CX liderleri için mesaj açık: müşteri deneyimi adımları ve arayüzleri optimize etmekle sınırlı kalmamalı İnsanlar ve gezegen için bakımı tercüme eden değerleri dahil etmek gerekiyor Alfa Kuşağı muhtemelen yeşil yıkama eylemlerini veya gerçek bir temeli olmayan yüzeysel kampanyaları affetmeyecek Bu şeffaflık, özgünlükle birleştiğinde, kalıcı ilişkiler oluşturmak için temel bile olmayabilirler, ancak gerçek şu ki, markaların hareketlerine karşı dikkatli büyüyorlar, hangi şirketlerin gerçek bir şekilde hareket ettiğini ve sadece önemsiyormuş gibi davrandıklarını özümsüyorlar.
Farklı bir yarın için deneyimler oluşturmak
Birkaç on yıl içinde, Generation Alpha tüketicilerin ve pazar etkileyicilerinin baskın grubu olacak.Mevcut liderlerin hedeflemesi gereken şey bu ufukta.Şimdi “gelecek” olarak kabul ettiğimiz şey, ya son kullanıcılar olarak ya da kendi şirketleri içindeki yöneticiler olarak bu yeni karar vericilerin gerçekliği olacak. Bu bakış açısı, her şeyden önce yeni teknolojilerin benimsenmesini ve esnek hizmet ekosistemlerinin yaratılmasını içeren tutarlı hazırlık ihtiyacını güçlendiriyor.
Buna paralel olarak CX yöneticilerinin, bu neslin iklim değişikliği ve COVID-19 salgını gibi yıkıcı küresel olaylar bağlamında doğduğunu hatırlaması gerekiyor.
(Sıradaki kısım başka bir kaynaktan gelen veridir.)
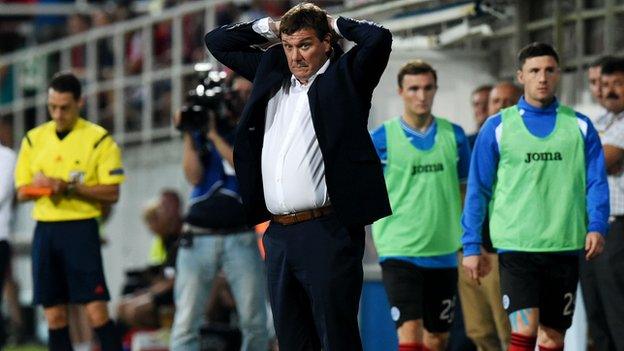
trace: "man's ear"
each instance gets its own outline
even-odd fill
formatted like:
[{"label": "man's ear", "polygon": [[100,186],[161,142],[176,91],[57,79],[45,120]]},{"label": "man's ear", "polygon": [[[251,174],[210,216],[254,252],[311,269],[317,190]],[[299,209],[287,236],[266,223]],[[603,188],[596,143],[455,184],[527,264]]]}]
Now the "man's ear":
[{"label": "man's ear", "polygon": [[518,80],[518,83],[524,85],[524,76],[521,69],[516,71],[516,79]]},{"label": "man's ear", "polygon": [[332,40],[331,33],[327,33],[325,34],[325,37],[323,38],[323,41],[322,41],[323,46],[325,47],[325,53],[327,54],[327,56],[329,56],[332,52],[331,40]]}]

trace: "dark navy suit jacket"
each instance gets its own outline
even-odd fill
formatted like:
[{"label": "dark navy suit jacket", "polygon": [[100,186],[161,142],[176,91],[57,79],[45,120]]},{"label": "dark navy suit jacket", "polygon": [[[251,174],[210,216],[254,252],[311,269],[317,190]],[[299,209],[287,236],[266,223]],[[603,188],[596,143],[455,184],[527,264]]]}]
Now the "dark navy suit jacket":
[{"label": "dark navy suit jacket", "polygon": [[[219,62],[253,82],[236,134],[234,163],[247,222],[256,224],[270,218],[260,166],[266,107],[292,74],[281,45],[258,49],[268,41],[252,24],[214,29],[205,41]],[[336,47],[329,67],[310,86],[308,99],[332,206],[344,225],[364,225],[391,213],[367,121],[373,90],[388,63],[392,35],[372,22],[339,17],[337,25],[340,34],[356,45],[344,54]]]}]

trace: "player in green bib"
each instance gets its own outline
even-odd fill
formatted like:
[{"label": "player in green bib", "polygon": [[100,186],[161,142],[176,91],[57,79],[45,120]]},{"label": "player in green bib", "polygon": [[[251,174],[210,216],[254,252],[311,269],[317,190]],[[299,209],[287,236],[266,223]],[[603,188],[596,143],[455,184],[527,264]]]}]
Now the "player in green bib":
[{"label": "player in green bib", "polygon": [[[487,272],[481,226],[499,252],[510,351],[563,350],[572,323],[578,256],[602,251],[609,190],[598,133],[590,120],[559,104],[559,58],[547,44],[518,55],[524,96],[485,123],[475,143],[462,216],[463,266]],[[487,210],[487,211],[486,211]]]},{"label": "player in green bib", "polygon": [[464,131],[431,114],[435,70],[407,63],[398,74],[403,115],[373,131],[393,214],[373,224],[399,350],[444,350],[457,294],[460,183],[468,174]]}]

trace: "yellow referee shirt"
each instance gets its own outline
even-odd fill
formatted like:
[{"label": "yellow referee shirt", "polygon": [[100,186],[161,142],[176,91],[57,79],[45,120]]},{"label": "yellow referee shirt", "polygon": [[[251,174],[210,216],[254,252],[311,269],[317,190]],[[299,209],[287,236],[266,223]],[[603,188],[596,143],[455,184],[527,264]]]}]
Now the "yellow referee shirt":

Bu çocuklar, dünyanın istikrarsız olduğu ve krizlerin her an yaşanabileceği düşüncesiyle büyüyor. Bu kırılganlık algısı, onları dayanıklı markalara değer veren, uyum sağlayabilen, sosyal sorumlulukla hareket edebilen, güvenli ve güvenilir ortamlar yaratabilen bir yapıya kavuşturuyor. Bu sadece iyi bir ürün sunmak değil, aynı zamanda yayılan değerlerle güvenlik ve tutarlılık duygusunu aktarmaktır.
Son olarak, hala küçük olmasına rağmen, Alfa'nın ailelerinin tüketim alışkanlıkları üzerinde ve yakında işgücü piyasasında etki yarattığını kabul etmek önemlidir. Kendilerini ifade etme fırsatlarıyla çevrelenmişlerdir ve zaten erken yaşlardan itibaren müzakere etmeyi öğrenirler. Adil, etik veya sürdürülebilir olanın ne olduğu konusunda soru sormaya ve görüş bildirmeye alışkındırlar ve bunu tüketici tercihlerine götürürler.CX'in geleceğini planlayanlar için anahtar kelime hazır olmaktır: platformları geliştirmeye hazır olmak, yeni etkileşim formatlarını benimsemeye hazır olmak ve anında kârın ötesine geçen ilkelere uyum sağlamaya hazır olmak.
Alfa Kuşağı daha geniş, daha derin beklentiler ve statükoya meydan okuyan eleştirel bir duyguyla donanmış olarak gelir. Bunu dinleyen kişi uzun vadeli bir ilişkiyi şekillendirme şansına sahip olurken, durgun kalanlar yeni bir dünya algısı karşısında geçerliliğini yitirme riskiyle karşı karşıya kalır.